Признаться, такого успеха с играми на пасхальном балу Рафи никак не ожидал. Думал, что получится заинтересовать кого-то из императорской семьи. Для этого и приготовил детские и взрослые игры. Но случившийся ажиотаж превзошел все его даже самые смелые ожидания. Цесаревич Алексей, едва только «распробовав» пару самых простеньких игр, громогласно объявил его своим лучшим другом, и весь бал держался за ним неразлучным хвостиком. Что тут говорить, если сам император с удовольствием присоединился к одной из игр. После этого, словно плотину прорвало. Придворные, военные, гражданские чиновники и купечество с выпученными глазами едва не разорвали его на тысячу маленьких гимназистов, требуя все новые и новые игры. Насилу вырвался…
— Ого, сколько визиток!
Из пиджака, в котором вчера был на балу, он вытаскивал все новые и новые яркие бумажные визитки с разными гербами, красиво напечатанными фамилиями. Диву давался, как все это успели накидать. Большую часть имен и гербов, вообще, первый раз видел.
— Похоже, та пара бокалов шампанского оказалась лишней.
Под конец бала ничего толком уже не помнит. Было весело, легко. Один бокал с шипучим напитком сразу же ушел вслед за другим. Итог: куча визиток от лиц, которые жутко хотели поделиться с ним своими деньгами.
— Деньги, конечно, это хорошо, очень хорошо. Нас с Крохой сейчас денег много нужно…
Только Рафи даже не думал свои придумки направо и налево раздавать. Тут никто за это спасибо не скажет. Аристократы так, вообще, сядут на шею и ножки свесят. Глупо думать, что ему, сопливому пацану без сильного рода за спиной, дадут хорошо заработать на выпуске и продаже игр. Скорее из него вытянут все задумки, а потом «бортанут». Вот поэтому и была идея, чтобы всем этим занялся свой надежный человек.
— Вот только где взять такого человека? Надежного, предприимчивого и дальновидного, чтобы за моими играми увидел что-то стоящее и, главное, поделился со мной…
К счастью, ответ на все эти вопросы у него был заготовлен. Рафи решил провернуть одну хитрую комбинацию, в которой было намешано множество всего: и притворство, и открытый обман, и шантаж, и взаимная выгода, и многое другое.
Купец второй гильдии Еремей Аристархович Сивоха важно выглядывал из-за прилавка своей лавки, время от времени прикладываясь к чаю. Ароматный, обжигающе горячий чай при этом прихлебывал звучно, смачно, а после еще и смачно причмокивал полными губами. Оттого и получалось столь заразительно, что идущие мимо покупатели волей — неволей поворачивались в его сторона.

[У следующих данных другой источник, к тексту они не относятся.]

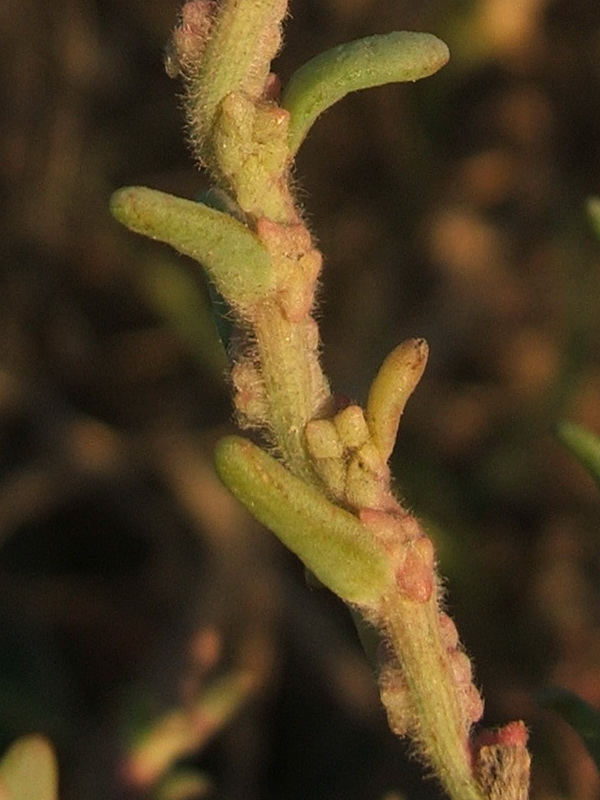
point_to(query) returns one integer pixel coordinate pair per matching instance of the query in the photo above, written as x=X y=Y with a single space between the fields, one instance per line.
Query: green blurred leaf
x=583 y=444
x=582 y=717
x=28 y=770
x=593 y=209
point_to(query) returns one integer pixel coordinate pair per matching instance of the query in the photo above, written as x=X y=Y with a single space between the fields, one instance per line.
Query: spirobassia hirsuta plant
x=321 y=482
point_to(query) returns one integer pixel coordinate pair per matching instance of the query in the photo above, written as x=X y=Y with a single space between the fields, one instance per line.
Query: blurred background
x=131 y=585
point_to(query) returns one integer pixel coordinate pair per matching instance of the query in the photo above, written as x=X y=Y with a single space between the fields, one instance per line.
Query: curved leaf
x=331 y=542
x=373 y=61
x=234 y=258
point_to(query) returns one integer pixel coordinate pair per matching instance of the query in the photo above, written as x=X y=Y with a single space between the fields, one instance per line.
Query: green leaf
x=583 y=444
x=331 y=542
x=28 y=770
x=593 y=209
x=373 y=61
x=232 y=255
x=582 y=717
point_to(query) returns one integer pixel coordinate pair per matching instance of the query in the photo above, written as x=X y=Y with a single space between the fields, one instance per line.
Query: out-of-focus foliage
x=453 y=209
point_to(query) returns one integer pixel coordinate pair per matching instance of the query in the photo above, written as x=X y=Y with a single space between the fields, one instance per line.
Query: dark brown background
x=452 y=209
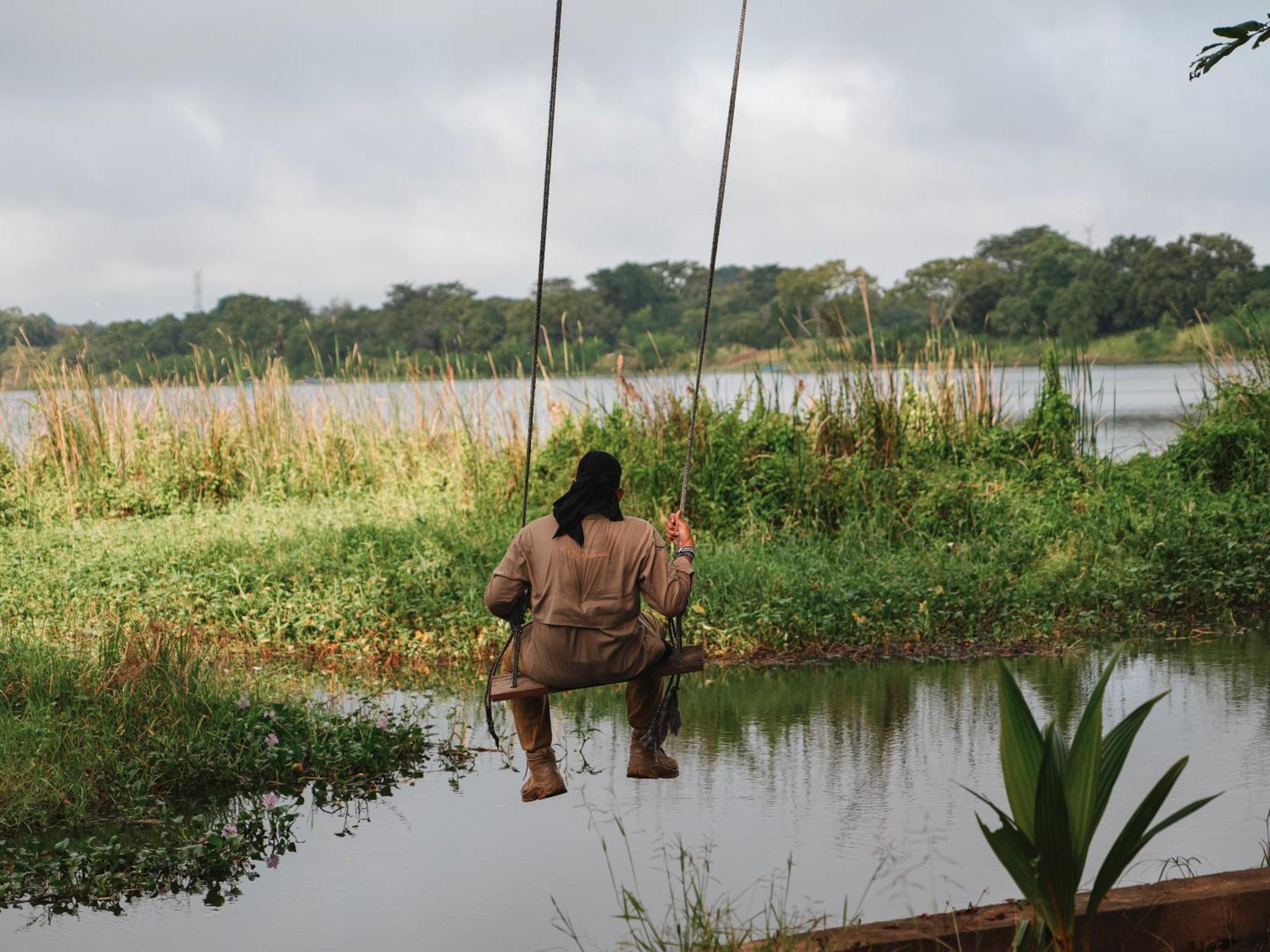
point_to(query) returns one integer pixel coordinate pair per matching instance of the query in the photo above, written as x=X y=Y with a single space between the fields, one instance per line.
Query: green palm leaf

— Ох, вкуснота какая, прямо не могу! Прости Господи, прямо райский амброзий! — поставив на прилавок тарелочку, купец размашисто крестился. Пусть все видят, что он, Еремей Аристархович, и земное любит, и о Боге не забывает. — Настоящий чаек, из самой страны Катай! Заходи честной народ в лавку за самым наилучшим на всей ярмарке чаем! Нигде такого больше не сыщите!
До такой нехитрой рекламы, признаться, не сам додумался. Супружница его, Федотья Филофевна, подсказала. Говорит, ты, мол, сядь прямо за прилавок с самоваром, чтобы все видели. Рядом самых свежих баранок поставь цельную корзинку. Чтобы непременно с румяными боками были. И попивай себе неспеша, приговаривая про вкусноту и благодать. Людишки, что по ярмарке ходят, сами к тебе потянутся, как устанут.
— … Да, господин, из самого Катая! Самолично туда обозы отправляю, а там мой кумпаньон из местных встречает. Только нюхните, какой ароматный⁈ — Сивоха тут же вскочил с места, едва только у его прилавка остановился важный по виду господин в сером пальто с меховым воротом и котелком на голове. — Давайте, чайку плесну, отведаете. После целый мешок возьмете! А чай-то целебный! В Катае говорят, что чуть ли не от тысячи болезней помогает! Особливо вон тот, зеленый…
Вскоре господина в котелке удалось уболтать и он отправился восвояси с большим бумажным свертком, куда купец щедро отсыпал зеленого чаю с самым настоящим, мелко порубленным,… иван-чаем. А что такого⁈ Видно же, что покупатель ни бельмеса в чае не смыслит. Такому, что чай пить, что солому с иван-чаев, все едино. Вот Еремей понемногу таким простакам и подкладывает травки для массы: ем товар, а ему прибыток.
— Ой, как хорошо! — пуще прежнего причмокивал Сивоха, прихлебывая по глоточку чая и кусая румяный бублик. Как говорится, ловись рыбка, большая и маленькая. — Всю жизнь бы и пил такой чаек!
Даже глаза зажмурил от удовольствия. Чай ведь, и правда, был хорошо. В меру густой, духовитый, да еще и сдобренный липовым медом.
И тут купец слышит мальчишеский голос. Сивоха открывает глаза и видит… еще одного лопуха. Таких, как говориться, нюхом чуял. Этот же парнишка еще и вид имел соответствующий: худой, в потрепанном пальтишке и штопаных штанах, на ногах ботинки каши просят. Подмастерье, скорее всего, а может и из крестьянских сынков. С такого, конечно, денег не поимеешь, но позубоскалить точно можно.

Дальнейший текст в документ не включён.